Vortice che, in un certo senso, coinvolge anche Anna e Nico, rispettivamente incarnati da Violante Placido e Luca Argentero; mentre quello che prende progressivamente forma, caratterizzato da una fotografia tempestata di ombre e contrasti, tipici dei noir su celluloide, altro non vuole essere che un polar, ovvero un poliziesco di stampo francese.
Un polar atto a delineare in maniera allegorica una discesa agli inferi – fisica e psicologica – che, allo stesso tempo, si rivela una riflessione sui recessi dell’animo umano e i sempre più impalpabili confini che separano bene e male; tirando in ballo anche situazioni che sfiorano i connotati dell’horror d’oltralpe come quella in cui abbiamo una ragazza nuda in fuga tra i boschi.
Senza alcun dubbio, una delle più riuscite della quasi ora e mezza di visione, insieme a quella tesa finale; tanto da suggerire che Placido possa rientrare tra i pochi cineasti italiani in grado di affrontare il genere che ha dato notorietà a nomi del calibro di Dario Argento e Lucio Fulci.

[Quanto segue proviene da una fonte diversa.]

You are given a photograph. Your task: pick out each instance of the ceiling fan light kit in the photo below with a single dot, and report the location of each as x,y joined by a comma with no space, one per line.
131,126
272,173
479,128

Anche se il non disprezzabile elaborato in questione, in parte penalizzato da alcuni confusi passaggi dello script, più che alla succitata, ottima pellicola riguardante la banda della Magliana sembra avvicinarsi a prodotti televisivi – pur sempre riusciti – come "Operazione Odissea" di Claudio Fragasso e "Uno bianca" (2001) di Michele Soavi.

La frase:
"Questo è il caso di banditismo più importante della mia carriera".